Some people are afraid to criticize the regime and for good reason. But what the Western media consistently neglect to mention is that many Belarusians are content. As opposed to other countries in transition, until fairly recently, both salaries and pensions - though meager even by east European standards - were paid on time. GDP per capita is a respectable $3000 - three fifths the Czech Republic's and Hungary's.
Official unemployment is 2 percent, though, with underemployment, it is probably closer to 10-15 percent, or half Poland's. According to the Encyclopedia Britannica 2002 Yearbook, Russia spends c. $1 billion annually to subsidize Belarusian energy consumption and to purchase unwanted Belarusian products. But even if true, this amounts to a mere 3 percent of GDP.
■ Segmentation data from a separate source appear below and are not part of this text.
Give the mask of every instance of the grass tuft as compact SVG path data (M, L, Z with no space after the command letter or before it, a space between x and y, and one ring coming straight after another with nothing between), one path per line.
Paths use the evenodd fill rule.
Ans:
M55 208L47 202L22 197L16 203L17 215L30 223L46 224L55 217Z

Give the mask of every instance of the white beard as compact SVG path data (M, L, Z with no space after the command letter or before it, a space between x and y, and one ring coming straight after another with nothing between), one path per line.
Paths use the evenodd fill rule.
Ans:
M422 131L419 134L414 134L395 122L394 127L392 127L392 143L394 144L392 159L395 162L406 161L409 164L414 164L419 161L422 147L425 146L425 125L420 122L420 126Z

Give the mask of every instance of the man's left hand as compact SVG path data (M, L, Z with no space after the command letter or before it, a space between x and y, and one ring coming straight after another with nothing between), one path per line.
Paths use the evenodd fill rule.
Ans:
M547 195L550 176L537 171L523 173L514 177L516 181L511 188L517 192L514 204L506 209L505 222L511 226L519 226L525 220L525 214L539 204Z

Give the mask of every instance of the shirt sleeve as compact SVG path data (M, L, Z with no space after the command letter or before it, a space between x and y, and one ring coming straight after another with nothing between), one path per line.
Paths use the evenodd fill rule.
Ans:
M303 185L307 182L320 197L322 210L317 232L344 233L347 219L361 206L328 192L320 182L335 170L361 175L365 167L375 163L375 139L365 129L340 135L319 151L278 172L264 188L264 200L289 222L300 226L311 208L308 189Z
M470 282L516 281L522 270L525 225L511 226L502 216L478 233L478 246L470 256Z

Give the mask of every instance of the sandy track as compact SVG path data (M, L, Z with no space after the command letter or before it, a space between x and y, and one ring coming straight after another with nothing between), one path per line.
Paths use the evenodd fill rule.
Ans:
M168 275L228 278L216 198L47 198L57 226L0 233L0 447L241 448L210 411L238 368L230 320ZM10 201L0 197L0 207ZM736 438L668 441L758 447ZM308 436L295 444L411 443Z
The rate of violent crime is low - though electronic crime, the smuggling of drugs and weapons and sex slavery flourish. The streets are clean. Heating is affordable. Food and medicines are subsidized. The ever-receding prospect of union with Russia now attracts the support of the majority of the population. Lukashenka was the only deputy of Belarus' Supreme Soviet to have voted against the dissolution of the USSR. In the current climate, this voting record is a political asset.
The opposition is fractured and cantankerous and has consecutively boycotted the elections. The few influential dissenting voices are from the president's own ranks. The truth is that 51-year old Lukashenka, born in a tiny, backward village, is popular among blue-collar workers and farmers. They call him "father". Granted, judging by his Web site, he is a megalomaniac, but many Belarusians find even this endearing. He is a "strong man" in the age-old tradition of this region.
As far as the West is concerned, Belarus is a dangerous precedent. It proves that there is life after Western sanctions and blatant meddling. Regrettably, the Belarusians have traded their political freedom for bread and order. But, if this sounds familiar, it is because the Russians have done the same. Putin's Russia is a more orderly and lawful place - but political and press freedoms are curtailed, not to mention the massive abuse of human rights in Chechnya.
Yet, no one in the West is contemplating to oust Putin or to boycott Russia. None in Europe or in America is suggesting to apply to the rabid dictators of Central Asia the treatment that the far less virulent Lukashenka is receiving. It is this cynical double standard that gaffe-prone Lukashenka rails against time and again. And justly so.